KFD als Veranstalter Karnevalsfeier im Bramscher Forum Martinum

Von Judith Perez

Mit vorgetragenen Büttenreden, Sketchen und Liedern sorgten Monika Elberg, Monika Beining, Sabine Korswird und Christina Ratschke beim Karneval der Bramscher KFD-Frauen für beste Stimmung. Fotos: Judith PerezMit vorgetragenen Büttenreden, Sketchen und Liedern sorgten Monika Elberg, Monika Beining, Sabine Korswird und Christina Ratschke beim Karneval der Bramscher KFD-Frauen für beste Stimmung. Fotos: Judith Perez

Bramsche. Die Bramscher Ortsgruppe der katholischen Frauengemeinschaft Deutschlands (KFD) lud zu ihrer traditionellen Karnevalsfeier ins Forum Martinum ein. Durch das vierstündige Programm führten Monika Elberg und Monika Beining als Moni und Moni.

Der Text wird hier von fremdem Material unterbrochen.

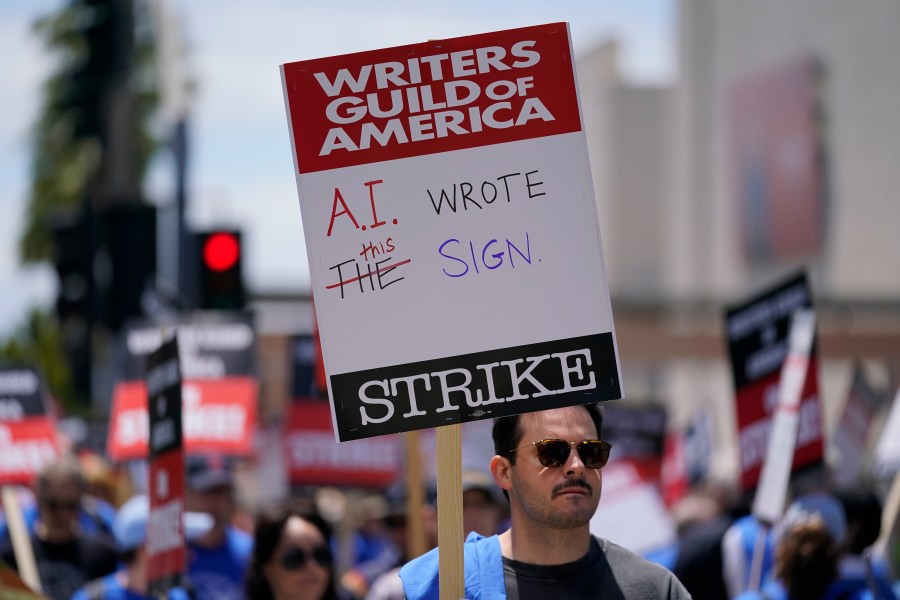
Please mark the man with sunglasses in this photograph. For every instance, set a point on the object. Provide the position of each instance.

Tische mit bunten Luftschlangen, Salzstangen, und allerlei Getränken erwarteten die Frauen zum traditionellen KFD-Karneval. Indianerinnen, Schlafmützen, Engel und sogar ein Ranger waren gekommen, um den Sketchen, Büttenreden und Liedern von Monika Elberg, Monika Beining, Sabine Korswird und Christina Ratschke zu lauschen. Die vier Frauen stemmten das Abendprogramm ganz allein. Die Fünfte lag währenddessen leider krank im Bett. Unterstützt wurden sie nur von Marcus Heldt, der mit Glitzerhut am Keyboard stand und für Musik sorgte.

Frauen lieben Schnäppchen

Im sogenannten „Aldi –Song“ besangen die vier, die angebliche Lust der Frauen, Schnäppchen zu schlagen, und dann aber geschockt über die Rechnung, an der Kasse zu landen. Die vorgetragene Büttenrede „Das Buffet“ erzählte von der Gier, sich am Buffet jeden Millimeter des Tellers auszunutzen und anschließend noch die Reste in Tupperdosen verpackt, mit nach Hause zu nehmen. Von Anfang an schaffte es Keyboarder Marcus die Tanzfläche zu füllen und die Menge zum Schunkeln zu bringen.

Pfarrer war „Blue-Man“

Ausgelassen schunkelten, lachten und tanzten die Frauen beim Karneval im Forum Martinum.

Die meisten Frauen kamen aus der Bramscher St. Martinus-Gemeinde. Aber auch die Landfrauen waren erschienen und genossen den Abend unter Frauen. Brigitte Thieke war sogar extra aus Osnabrück angereist. „Ich war vor Jahren schon mal hier und uns hat es gut gefallen“, erklärte sie ihre Ambitionen, dabei zu sein. Und selbst Schwester Notburga und Pfarrer Tobias Kotte waren gekommen. Als stummer der „Blue-Man“ hielt er sich zwar im Hintergrund, sorgte mit seinem komplett blau-gemalten Gesicht und schwarzem, eng anliegenden Anzug für Aufsehen. Nach vier Stunden Programm endete ein Abend, an dem die Lachmuskeln viel Arbeit geleistet hatten.